In contrast to previous research using 24 hours Holter ECG [7,8,9], our analysis relies on only 10 seconds of routine 12-lead surface ECG. Temporal analysis [7, 8, 10, 11], frequency analysis [8, 9, 12, 13] or both [14,15,16,17,18,19,20] were considered to quantify AF global organization of ECG (eMtehod, Supplement). It was analyzed using conventional ECG parameters including Fibrillatory Wave Amplitude (FWA) [7, 14, 18, 20], Sample Entropy [8, 10, 11, 14, 17, 19, 21], Dominant Frequency [8, 9, 14, 18, 20], Spectral Entropy [16, 17, 19, 20] and Organization Index [13, 20]. Here, we propose the Spectral Power Ratio (SPR), the ratio of the power distribution in a lower frequency range versus a higher frequency range, calculated as

$$SPR_{i} = \frac{{\int_{f}^{\infty } {p(f)df} }}{{\int_{0}^{f} {p(f)df} }}$$

where fi is the cut-off value to divide the power into a lower frequency range versus a higher frequency range for the i-th lead (eFigure 2, Supplement). An initial value of fi was set as 10 Hz and updated during the training process.

Obtaining raw ECG data

Surface 12-Lead ECGs were recorded digitally with a 250 or 500 Hz sampling frequency using an electrophysiology recording system (GE Healthcare, Marquette, MAC5500, Waukesha, WI). ECG recording was composed of 10 s ECG data. The data were exported from the recording system to XML format and converted into CSV data file through a custom Python program.

ECG preprocessing

ECG recordings were preprocessed to reduce noise and interference for analysis of fibrillatory wave. All signal was upsampled to 1000 Hz for enhancing time alignment accuracy for later QRST complex subtraction [22]. Pan Tompkins algorithm was applied for automatic QRS detection using Butterworth bandpass filter (order: 3) [23, 24]. To avoid baseline wandering [25], high frequency noise [26] and possible powerline interference [27], ECG signal was filtered by band-pass filter between 1 and 50 Hz (6 order Chebyshev, type 2, 20-dB stop-band attenuation). Ventricular signal was cancelled by adaptive singular value QRST cancellation [28, 29]. This method forms a matrix having multiple columns composed of QRST signal, and applies Singular Value Decomposition [30] to extract an eigen-vector of the matrix for QRST templates. Then, the template is multiplied by an adaptive coefficient, and subtracted. After QRST cancellation, the signal was filtered by an additional 3 Hz high-pass filter to suppress interference caused by possible residual T wave [31].

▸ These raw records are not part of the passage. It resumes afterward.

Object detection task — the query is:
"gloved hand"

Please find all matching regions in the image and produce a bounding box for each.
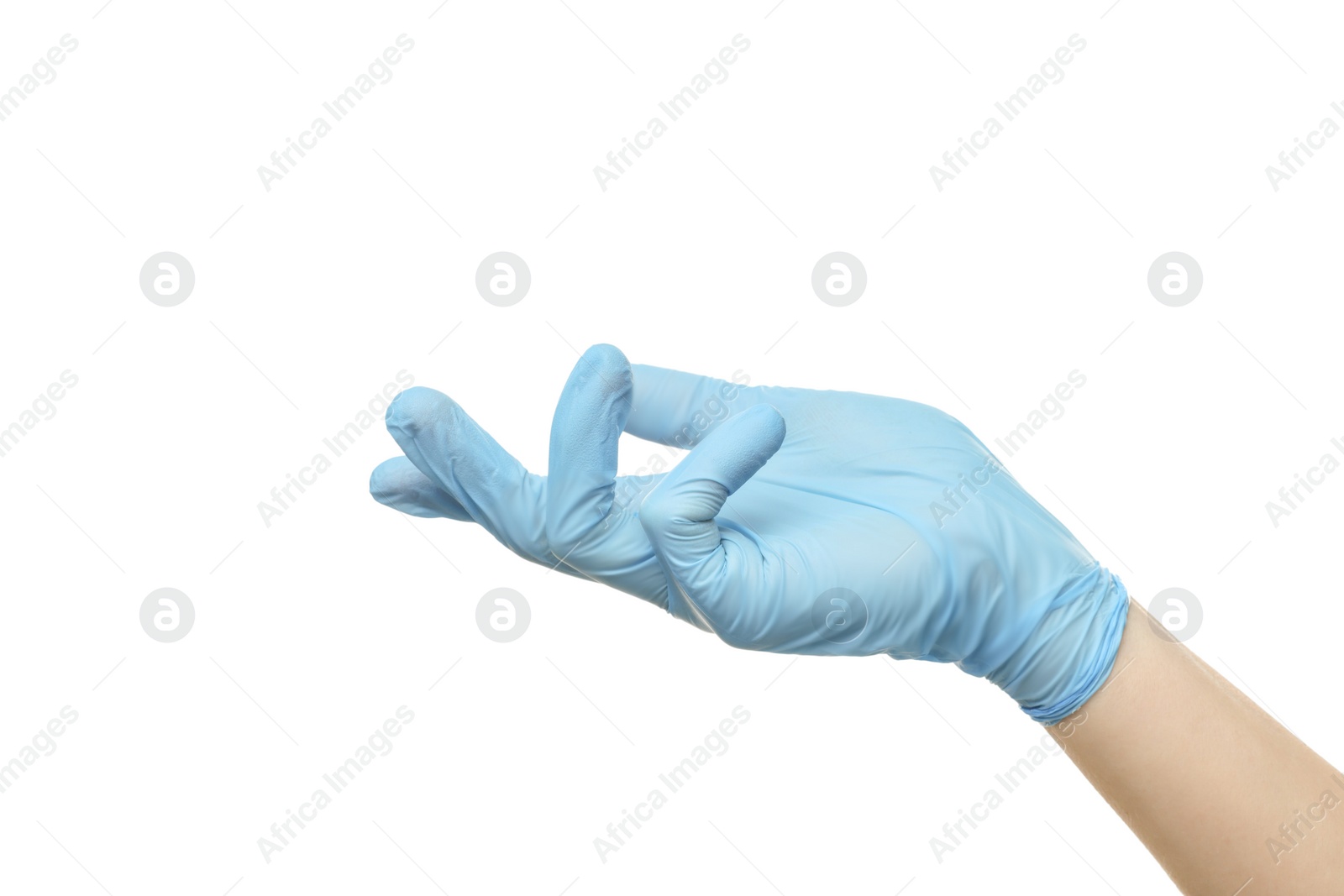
[370,345,1127,724]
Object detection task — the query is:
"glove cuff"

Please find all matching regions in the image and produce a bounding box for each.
[988,564,1129,726]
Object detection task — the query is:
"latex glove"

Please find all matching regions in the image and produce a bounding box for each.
[370,345,1127,724]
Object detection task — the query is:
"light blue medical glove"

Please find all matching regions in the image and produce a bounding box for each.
[370,345,1127,724]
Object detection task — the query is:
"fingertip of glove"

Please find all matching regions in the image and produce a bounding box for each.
[580,343,630,387]
[383,385,457,435]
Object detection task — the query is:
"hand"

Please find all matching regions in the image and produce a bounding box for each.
[370,345,1127,724]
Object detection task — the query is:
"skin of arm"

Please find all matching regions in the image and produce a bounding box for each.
[1047,602,1344,896]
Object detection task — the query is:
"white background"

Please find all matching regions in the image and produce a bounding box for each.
[0,0,1344,896]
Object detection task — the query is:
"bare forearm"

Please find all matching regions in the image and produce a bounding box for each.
[1050,603,1344,896]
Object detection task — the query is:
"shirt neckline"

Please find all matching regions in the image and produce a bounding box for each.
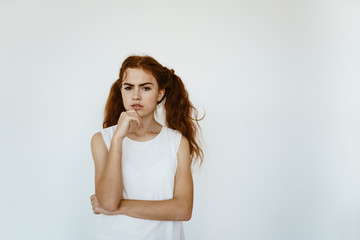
[124,126,165,143]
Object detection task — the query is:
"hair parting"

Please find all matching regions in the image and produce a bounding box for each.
[103,55,205,165]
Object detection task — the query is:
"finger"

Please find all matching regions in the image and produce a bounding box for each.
[130,117,143,129]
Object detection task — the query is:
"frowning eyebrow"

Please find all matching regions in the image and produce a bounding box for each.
[123,82,154,87]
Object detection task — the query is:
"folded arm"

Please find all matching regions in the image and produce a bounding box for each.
[92,136,193,221]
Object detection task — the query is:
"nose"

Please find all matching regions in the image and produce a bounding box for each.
[132,89,141,100]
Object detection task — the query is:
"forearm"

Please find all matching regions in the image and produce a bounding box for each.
[95,139,123,210]
[113,199,192,221]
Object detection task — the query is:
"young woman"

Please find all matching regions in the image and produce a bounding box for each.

Statistical analysis and prediction model based on machine learning

Continuous variables were reported as the mean ± the standard deviation, whereas categorical variables were reported as frequencies (percentages). Pearson Chi-square tests were applied for categorical variables, while Wilcoxon tests were used for continuous variables.

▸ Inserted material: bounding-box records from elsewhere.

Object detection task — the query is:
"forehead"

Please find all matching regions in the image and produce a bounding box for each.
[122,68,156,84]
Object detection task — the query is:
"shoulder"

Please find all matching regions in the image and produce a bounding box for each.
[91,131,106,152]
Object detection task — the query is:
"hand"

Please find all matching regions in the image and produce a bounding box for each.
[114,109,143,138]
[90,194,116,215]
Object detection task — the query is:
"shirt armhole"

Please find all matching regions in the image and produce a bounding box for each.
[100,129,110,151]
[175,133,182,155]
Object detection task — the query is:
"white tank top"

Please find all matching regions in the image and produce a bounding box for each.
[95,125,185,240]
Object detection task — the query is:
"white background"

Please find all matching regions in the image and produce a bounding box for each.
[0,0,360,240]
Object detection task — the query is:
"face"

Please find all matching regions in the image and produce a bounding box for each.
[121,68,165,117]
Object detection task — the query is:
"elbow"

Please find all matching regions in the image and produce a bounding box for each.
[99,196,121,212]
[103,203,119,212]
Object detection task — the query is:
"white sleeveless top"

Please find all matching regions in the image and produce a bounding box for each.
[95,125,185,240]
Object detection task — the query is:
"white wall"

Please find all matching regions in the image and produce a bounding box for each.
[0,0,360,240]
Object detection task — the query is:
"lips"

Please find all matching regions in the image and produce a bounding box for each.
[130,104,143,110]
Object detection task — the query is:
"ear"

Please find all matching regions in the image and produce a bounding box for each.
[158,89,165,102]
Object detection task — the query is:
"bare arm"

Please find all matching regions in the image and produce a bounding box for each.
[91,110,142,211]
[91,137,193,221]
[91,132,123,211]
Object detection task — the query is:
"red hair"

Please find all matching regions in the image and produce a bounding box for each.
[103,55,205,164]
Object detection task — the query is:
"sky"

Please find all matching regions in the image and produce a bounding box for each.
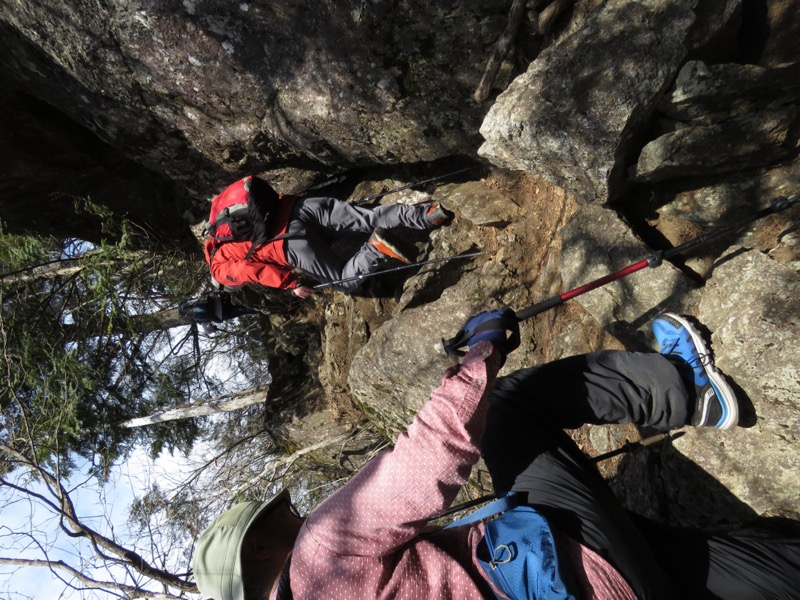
[0,440,206,600]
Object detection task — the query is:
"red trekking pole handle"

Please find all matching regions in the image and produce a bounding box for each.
[514,194,800,321]
[442,194,800,355]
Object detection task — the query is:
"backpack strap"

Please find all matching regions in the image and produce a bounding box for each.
[443,492,522,529]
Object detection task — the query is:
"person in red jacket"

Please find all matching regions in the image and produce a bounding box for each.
[205,178,452,298]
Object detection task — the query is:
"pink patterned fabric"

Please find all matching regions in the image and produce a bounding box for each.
[282,342,635,600]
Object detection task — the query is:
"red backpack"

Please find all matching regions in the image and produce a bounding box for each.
[206,175,284,260]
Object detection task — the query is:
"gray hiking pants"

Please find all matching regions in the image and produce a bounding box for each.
[284,198,431,293]
[482,351,800,600]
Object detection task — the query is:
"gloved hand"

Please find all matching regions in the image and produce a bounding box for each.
[462,308,520,355]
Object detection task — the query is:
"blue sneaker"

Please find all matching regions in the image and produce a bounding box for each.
[652,313,739,429]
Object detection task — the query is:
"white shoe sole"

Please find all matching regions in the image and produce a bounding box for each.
[664,313,739,430]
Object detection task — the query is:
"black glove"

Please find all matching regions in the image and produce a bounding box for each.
[442,308,520,355]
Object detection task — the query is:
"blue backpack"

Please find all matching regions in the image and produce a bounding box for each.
[445,492,575,600]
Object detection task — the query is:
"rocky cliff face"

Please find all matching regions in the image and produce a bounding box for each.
[0,0,800,524]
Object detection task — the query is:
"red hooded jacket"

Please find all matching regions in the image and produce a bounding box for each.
[205,196,298,290]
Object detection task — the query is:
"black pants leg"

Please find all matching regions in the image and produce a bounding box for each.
[482,352,689,600]
[483,352,800,600]
[631,515,800,600]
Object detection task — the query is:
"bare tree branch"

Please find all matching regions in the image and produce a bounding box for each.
[0,443,197,592]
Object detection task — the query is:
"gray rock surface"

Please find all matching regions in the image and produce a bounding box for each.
[0,0,506,197]
[479,0,724,203]
[632,105,800,183]
[560,205,696,349]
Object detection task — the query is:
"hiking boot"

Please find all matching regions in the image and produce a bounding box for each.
[425,202,453,229]
[367,228,411,264]
[652,313,739,429]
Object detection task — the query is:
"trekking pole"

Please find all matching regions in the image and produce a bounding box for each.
[437,431,686,518]
[515,194,800,321]
[311,252,491,290]
[442,194,800,356]
[353,167,475,204]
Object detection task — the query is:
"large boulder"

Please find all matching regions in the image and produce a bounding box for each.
[479,0,740,203]
[660,248,800,525]
[0,0,506,197]
[560,205,697,349]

The machine learning algorithm was trained on the training/validation cohort. As the primary analysis, the ML model was trained on only ECG parameters from 12 lead. As the secondary analysis, the ML model was trained on (1) ECG parameters from 12 leads, (2) baseline characteristics, and (3) echocardiographic parameters.

Least absolute shrinkage and selection operator (LASSO) regression was applied to fit the β coefficients of the predictive models [32]. Ten-fold cross-validation was performed on the training/validation cohort. The maximum number of nonzero coefficients of the lasso coefficients was 25; the maximum number of iterations was 1000; and the convergence threshold of the coordinate descent algorithm was 0.0001. Each numeric variable was standardized with zero mean and unit standard deviation.

The predictive model was evaluated in terms of the Area Under Curve (AUC) of the Receiver Operating Characteristic (ROC) curve using an independent test cohort. In addition, the calibration curve and its c-index were evaluated. For univariate and multivariate analysis, logistic regression was performed by using a limited number of variables selected by the Lasso regression for the predictive model. For univariate and multivariate analysis, all continuous variables were dichomatized into binary values (low vs. high) using the median as the cut-off value. All hypothesis tests were 2-sided, and a 2-sided p < 0.05 indicated statistical significance. Calculations were performed using MATLAB 2019 (Mathworks, CA) and SAS version 9.3. Figure 1 provides an overview of our machine learning model that was built using ECG parameters from 12-lead surface ECG, baseline characteristics, and echocardiographic parameters.

Fig. 1
figure 1

Machine learning model using 10 s, standard 12 lead ECG, baseline characteristics, and echocardiographic parameters. Electrocardiography, ECG; non-paroxysmal atrial fibrillation, non-PAF; paroxysmal atrial fibrillation, PAF


Table 1 provides the baseline characteristics and echocardiologic parameters for patients in the training/validation cohort and the test cohort. The training/validation cohort consisted of 437 patients with Non-PAF and 334 patients with PAF. There was no statistically significant difference between the baseline characteristics of the two groups, except for history of congestive heart failure. 70 (16%) of Patients with Non-PAF had a history of congestive heart failure while only 21 (6%) of patients with PAF did (p < 0.001). For the echocardiographic parameters, the mean [SD] of the left atrium anterior–posterior diameter was larger in patients with Non-PAF (44.4 [5.8] mm) than in those with PAF (40.8 [5.8] mm) (p < 0.001). Similarly, left atrium volume was larger in patients with Non-PAF (43.3 [13.9] mm3) than in those with PAF (35.1 [12.6] mm3; p < 0.001). The left ventricle ejection fraction was lower in patients with Non-PAF (60.8 [8.8] %) than in those with PAF (65.8 [39.6] %; p = 0.01). The test cohort consisted of 103 patients with PAF and 497 patients with Non-PAF. None of the baseline characteristics were statistically significantly different between PAF and Non-PAF. Analysis of the echocardiographic parameters demonstrated that patients with Non-PAF had larger left atrium diameter (p < 0.001) and larger left atrium volume (p < 0.001) than did patients with PAF, which is consistent with what we observed for the training/validation cohort. However, no significant difference was observed for left ventricular ejection fraction.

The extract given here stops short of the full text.